Le cycle de la réponse sexuelle chez la femme

Il s’agit d’un concept découvert et démontré scientifiquement par deux chercheurs, William Masters et Virginia Johnson, pionniers de la sexologie moderne, dans les années 70. 

Durant des années, ils ont effectué des recherches sur la psychologie et la physiologie des comportements sexuels. 

Ils ont alors mis en évidence 4 phases successives dans l’activité sexuelle, qu’il ont appelées le cycle de la réponse sexuelle. 

Helen Kaplan, sexothérapeute austro-américaine, a quant à elle décrit en 1974 une 5ème phase, qui survient en réalité au tout début du cycle. 
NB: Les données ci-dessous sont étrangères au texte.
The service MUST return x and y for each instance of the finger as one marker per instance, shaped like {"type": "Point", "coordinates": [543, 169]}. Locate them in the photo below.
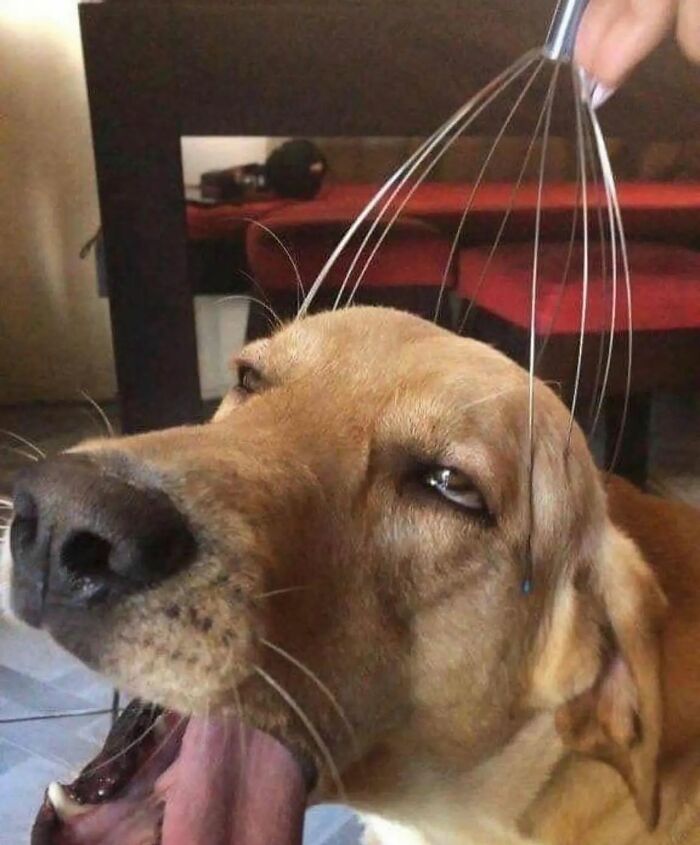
{"type": "Point", "coordinates": [615, 35]}
{"type": "Point", "coordinates": [689, 28]}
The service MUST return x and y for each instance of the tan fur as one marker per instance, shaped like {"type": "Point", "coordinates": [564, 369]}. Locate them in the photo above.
{"type": "Point", "coordinates": [480, 715]}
Le cycle de la réponse sexuelle est le chemin du plaisir : lors d’une stimulation sexuelle (si tant est qu’elle soit adaptée!), le corps expérimente des changements physiologiques et physiques, des réactions qui sont toujours les mêmes. C’est donc la manière dont votre corps réagit en cas de stimulation sexuelle adéquate. 

Connaître ces informations précieuses peut aider pour la sexualité : plus on sait comment on fonctionne, et plus on peut adapter cette dernière. La connaissance de soi, de son fonctionnement physiologique, de ses goûts en la matière sont les garants d’une sexualité épanouie !
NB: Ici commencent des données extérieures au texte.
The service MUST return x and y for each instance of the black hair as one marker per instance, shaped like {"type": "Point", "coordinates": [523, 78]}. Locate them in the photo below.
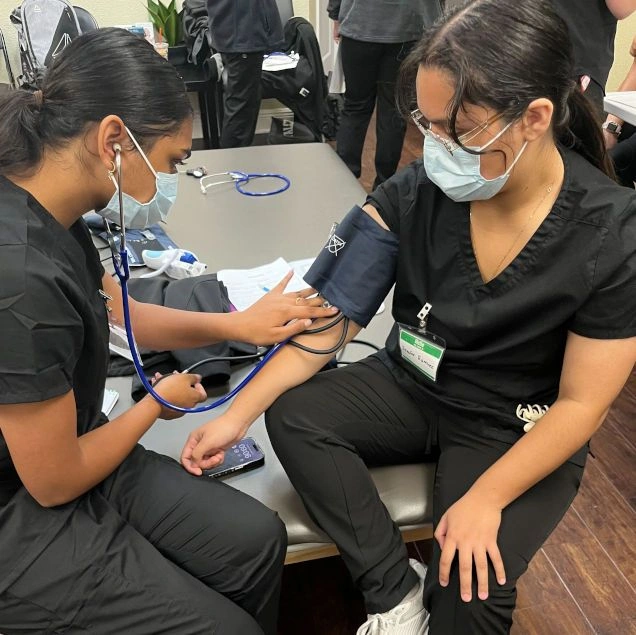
{"type": "Point", "coordinates": [104, 72]}
{"type": "Point", "coordinates": [504, 54]}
Quels sont les éléments qui le composent ?

Ce cycle se compose de 5 étapes :

Le désir :

C’est la phase rajoutée par Helen Kaplan, alors plus mentale, plus fantasmatique, pas encore corporelle, qui correspond à l’envie d’aller vers l’autre, sur un plan psychique, émotionnel et sexuel, l’envie d’avoir une activité sexuelle.

Cette envie peut être plus ou moins forte selon divers facteurs (attirance, fatigue, moment du cycle, etc.), et chacune le ressent plus ou moins différemment. 

C’est la phase du cycle qui en tout cas place la personne dans une dynamique sexuelle ; les cognitions sont toutes tournées vers cela. 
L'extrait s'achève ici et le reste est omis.